Someone walks past the outside of the train car. They pause and knock. Noi says something and stands and takes out two tickets. Shows them through the window. The person nods waves and continues on. "Or will you form a network of people across the world?"
Greg had to smile at that. "A network of people across the world? My, that is a lofty goal. But as in any endeavor we have to consider our resources and what can be done. Since I have no resources whatsoever, I somehow doubt I will be taking a train or boat out of your country any time soon, much less forming networks of people. I'm still struggling with how you got me on this train in the first place. I believe my first goal will be to master whatever it is I am capable of doing. Perhaps you can help me with that?"
He leaned back and thought about what it felt like before he passed out before. The feeling in his chest. The resistance...or strange reluctance he felt when he first saw the images of Boston on the small screen. He remembered the urge to draw in the dragons and the effort, the strain of it. He knew then that he had never consciously done it in the past, it had just happened. But somehow he must have. And that sneeze that turned into a burst of light and heat! And...and then the dream.
Even Nowhere, You Are Somewhere
"It is a dream, are they supposed to make sense? I dreamed I met a man who turned into a fish with me and we swam to the sun and I swallowed it like it was a bit of fish food. Then I belched a bubble of a world and my brother popped the bubble and got water all over him there among the stars. Funny how dreams are. You have to make sense of it for yourself. It should be most relevant to you."
There was a quick couple of flashes in the compartment, "We are nearing our destination." A short time later the train began to slow and it pulled into a small train station that was little more than a wooden building with an old Thai woman smiling with a mouth nearly devoid of teeth. Noi escorted Gregory from the train. There were few other passengers. The conductor was walking back along the cars checking things out as he went.
"Tomorrow morning he'll head out with cargo and without us. A couple of days with my Auntie and then we'll know what we need to do to get you on your way. Someone in the village will have a satellite connection and maybe you can help out with that."
Despite getting a little sleep on the train, it was dark outside. The dark had gone by so quickly. Gregory was completely without anything that was his comfort zone except for the cell phone. Noi was leading him to a small house in a remote village in Thailand. Noi was the only familiar face around, and hers was only familiar by hours. "I've had other dreams as well. I don't want to discuss them all, but since we've talked of dreams, I think that you've been in a few of them. These strange dreams we are having maybe have more sense to them than we think."

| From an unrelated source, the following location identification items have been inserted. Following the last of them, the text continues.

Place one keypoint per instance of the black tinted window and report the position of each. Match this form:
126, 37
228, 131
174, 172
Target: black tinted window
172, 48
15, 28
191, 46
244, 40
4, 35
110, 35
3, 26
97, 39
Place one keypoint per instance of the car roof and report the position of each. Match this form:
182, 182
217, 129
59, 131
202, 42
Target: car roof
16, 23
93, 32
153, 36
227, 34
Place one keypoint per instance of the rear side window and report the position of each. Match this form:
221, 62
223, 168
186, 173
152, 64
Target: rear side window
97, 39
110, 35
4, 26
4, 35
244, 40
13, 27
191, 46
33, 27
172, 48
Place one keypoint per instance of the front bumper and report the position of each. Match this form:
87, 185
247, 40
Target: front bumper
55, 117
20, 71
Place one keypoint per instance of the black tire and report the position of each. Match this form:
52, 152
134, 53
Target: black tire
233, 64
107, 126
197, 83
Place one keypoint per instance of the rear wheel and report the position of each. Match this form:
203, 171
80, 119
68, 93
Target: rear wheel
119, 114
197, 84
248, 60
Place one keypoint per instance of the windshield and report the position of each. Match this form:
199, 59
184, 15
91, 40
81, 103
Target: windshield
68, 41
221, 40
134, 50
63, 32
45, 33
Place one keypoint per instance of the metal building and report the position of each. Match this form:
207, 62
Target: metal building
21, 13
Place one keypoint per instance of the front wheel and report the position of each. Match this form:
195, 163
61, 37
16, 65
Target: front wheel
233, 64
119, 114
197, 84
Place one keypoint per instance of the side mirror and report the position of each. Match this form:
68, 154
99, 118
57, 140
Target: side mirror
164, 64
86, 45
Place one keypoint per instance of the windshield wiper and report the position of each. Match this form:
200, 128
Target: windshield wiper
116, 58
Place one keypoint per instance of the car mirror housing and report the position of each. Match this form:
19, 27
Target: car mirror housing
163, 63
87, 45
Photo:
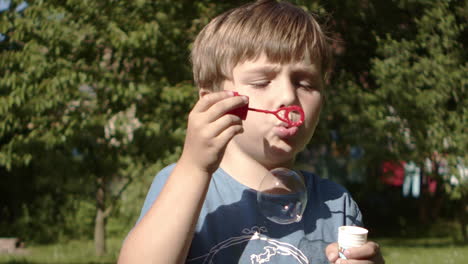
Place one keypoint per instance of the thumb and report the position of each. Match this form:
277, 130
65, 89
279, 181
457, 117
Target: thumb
332, 252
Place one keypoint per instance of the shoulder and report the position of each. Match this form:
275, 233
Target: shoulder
325, 188
156, 187
334, 196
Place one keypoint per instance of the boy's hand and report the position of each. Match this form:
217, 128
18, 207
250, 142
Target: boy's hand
210, 129
368, 253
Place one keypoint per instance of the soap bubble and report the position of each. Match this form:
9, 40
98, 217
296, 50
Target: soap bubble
282, 196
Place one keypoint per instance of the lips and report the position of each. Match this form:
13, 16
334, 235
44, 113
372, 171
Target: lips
285, 132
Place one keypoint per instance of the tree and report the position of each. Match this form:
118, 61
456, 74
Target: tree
101, 85
423, 81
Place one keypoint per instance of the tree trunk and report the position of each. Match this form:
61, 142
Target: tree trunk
100, 221
100, 233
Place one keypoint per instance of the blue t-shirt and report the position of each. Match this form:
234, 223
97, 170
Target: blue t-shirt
231, 229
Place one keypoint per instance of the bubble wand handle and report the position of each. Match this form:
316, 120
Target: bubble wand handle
287, 111
286, 117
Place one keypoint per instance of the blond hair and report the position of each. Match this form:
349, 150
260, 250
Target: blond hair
280, 30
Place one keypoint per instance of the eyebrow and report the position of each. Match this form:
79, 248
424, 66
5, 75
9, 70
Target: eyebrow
268, 69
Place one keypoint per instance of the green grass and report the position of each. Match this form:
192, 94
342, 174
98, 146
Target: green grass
440, 250
437, 250
72, 252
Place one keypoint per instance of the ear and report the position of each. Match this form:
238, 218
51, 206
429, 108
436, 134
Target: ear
203, 91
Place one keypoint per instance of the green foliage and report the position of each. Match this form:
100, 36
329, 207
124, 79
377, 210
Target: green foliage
423, 82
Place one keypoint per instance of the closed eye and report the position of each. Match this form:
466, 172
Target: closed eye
259, 84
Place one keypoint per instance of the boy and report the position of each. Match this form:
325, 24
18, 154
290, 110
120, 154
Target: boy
203, 209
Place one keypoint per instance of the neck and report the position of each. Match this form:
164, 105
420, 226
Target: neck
244, 169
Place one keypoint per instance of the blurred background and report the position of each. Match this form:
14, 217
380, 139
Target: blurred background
94, 97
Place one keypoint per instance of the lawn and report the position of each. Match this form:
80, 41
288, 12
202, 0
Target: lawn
437, 250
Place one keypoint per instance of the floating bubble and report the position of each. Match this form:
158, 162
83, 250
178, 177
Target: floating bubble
282, 196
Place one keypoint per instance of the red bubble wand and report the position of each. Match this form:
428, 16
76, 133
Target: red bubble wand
285, 117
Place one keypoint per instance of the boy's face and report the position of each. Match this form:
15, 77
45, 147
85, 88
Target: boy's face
270, 86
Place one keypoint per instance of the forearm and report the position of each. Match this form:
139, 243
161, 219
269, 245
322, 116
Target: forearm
164, 234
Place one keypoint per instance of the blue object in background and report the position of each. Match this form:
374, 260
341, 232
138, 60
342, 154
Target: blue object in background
21, 7
4, 5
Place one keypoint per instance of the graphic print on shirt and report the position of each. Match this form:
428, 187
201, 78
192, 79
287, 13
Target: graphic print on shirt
272, 249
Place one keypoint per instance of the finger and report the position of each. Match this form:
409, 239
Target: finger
331, 252
209, 99
229, 133
354, 261
367, 251
223, 123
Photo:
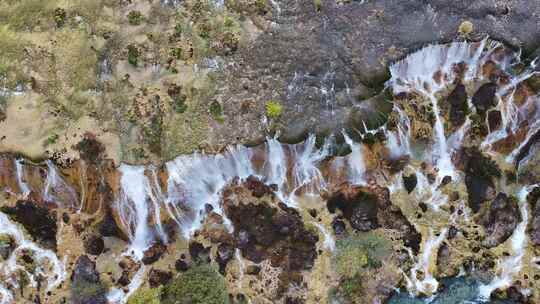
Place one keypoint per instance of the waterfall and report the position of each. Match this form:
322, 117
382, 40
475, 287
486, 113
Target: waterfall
276, 163
197, 180
48, 264
134, 209
510, 266
356, 161
426, 261
23, 186
119, 296
429, 71
399, 142
329, 242
306, 158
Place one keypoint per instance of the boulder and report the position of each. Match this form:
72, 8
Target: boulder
499, 218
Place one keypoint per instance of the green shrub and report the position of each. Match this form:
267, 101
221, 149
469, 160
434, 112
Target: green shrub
133, 55
146, 296
201, 284
216, 110
273, 109
357, 252
135, 17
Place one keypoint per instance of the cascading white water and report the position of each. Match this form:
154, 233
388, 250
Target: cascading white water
57, 191
134, 210
119, 296
510, 266
329, 241
5, 295
399, 141
305, 171
429, 71
47, 263
23, 186
197, 180
355, 160
428, 284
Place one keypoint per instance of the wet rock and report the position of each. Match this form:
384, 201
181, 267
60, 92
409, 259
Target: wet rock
368, 208
225, 253
257, 187
499, 218
86, 287
158, 277
94, 245
458, 105
494, 120
534, 226
198, 252
181, 265
480, 172
339, 227
253, 270
7, 245
484, 98
410, 181
39, 221
154, 253
269, 231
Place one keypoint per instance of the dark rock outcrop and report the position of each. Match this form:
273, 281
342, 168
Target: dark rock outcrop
86, 287
484, 98
271, 231
94, 244
152, 254
158, 277
458, 105
480, 173
499, 218
368, 208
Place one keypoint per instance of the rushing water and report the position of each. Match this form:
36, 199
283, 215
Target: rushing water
194, 181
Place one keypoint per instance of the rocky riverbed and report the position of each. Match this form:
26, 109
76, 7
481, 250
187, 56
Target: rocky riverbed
268, 151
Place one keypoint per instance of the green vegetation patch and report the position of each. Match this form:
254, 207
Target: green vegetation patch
201, 284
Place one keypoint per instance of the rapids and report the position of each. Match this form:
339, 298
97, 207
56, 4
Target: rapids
183, 188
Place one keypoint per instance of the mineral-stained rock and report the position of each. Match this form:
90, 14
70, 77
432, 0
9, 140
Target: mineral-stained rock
158, 277
534, 226
39, 221
410, 181
484, 98
265, 230
225, 253
94, 245
499, 218
152, 254
458, 105
86, 287
480, 172
7, 245
367, 208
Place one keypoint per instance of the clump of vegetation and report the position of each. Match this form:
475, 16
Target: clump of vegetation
201, 284
466, 28
273, 109
146, 296
216, 110
60, 16
51, 140
318, 5
358, 252
133, 55
11, 48
135, 18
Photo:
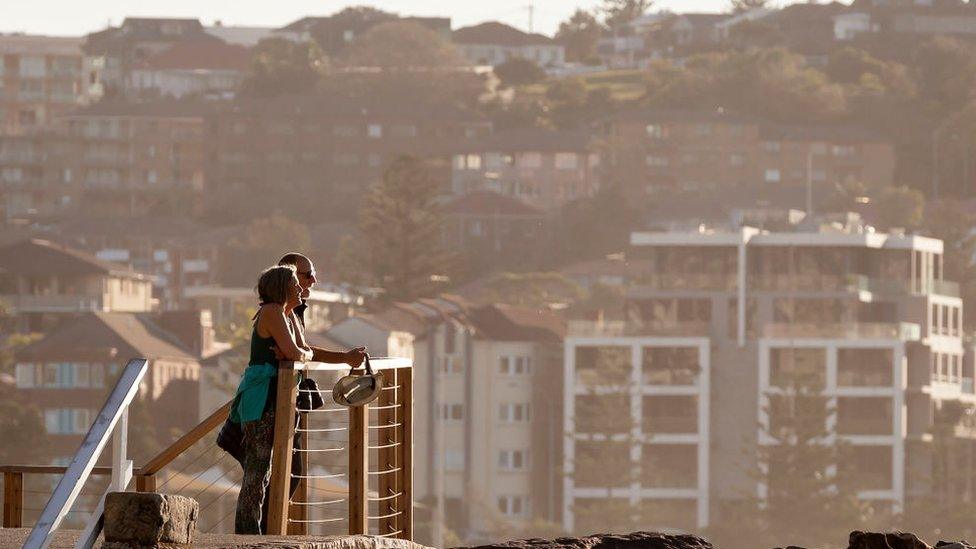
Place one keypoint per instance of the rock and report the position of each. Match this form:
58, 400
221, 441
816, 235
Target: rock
642, 540
954, 545
885, 540
135, 519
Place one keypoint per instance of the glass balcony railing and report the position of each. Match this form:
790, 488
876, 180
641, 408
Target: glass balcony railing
626, 328
904, 331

Greg stayed very close to Noi as they went from place to place. Although he did not know her well enough to do so, he wanted to either hold her hand or put an arm around her for no other reason than to ensure that she did not leave him. He only hoped that his nearness was not uncomfortable to her and that she did not read anything too personal into it.
"Yes, thank you. I would love to help with your satellite connection. And, if possible, I need to find a way to charge my cell phone. I'm sure that the battery is either discharged or nearly so."
He thought about what she said about dreams. And as they walked he searched within himself for those dragons and also tried to tell if he could sense them anywhere around him, perhaps in her. If only he could get one of those dragons to sit still for a bit. They had always been coming or going, never staying in one place. So that was one of his goals. If they represented a power or ability he had to try and either communicate with them or see if he could take control of what was going on around him by using them himself. He simply had to understand them.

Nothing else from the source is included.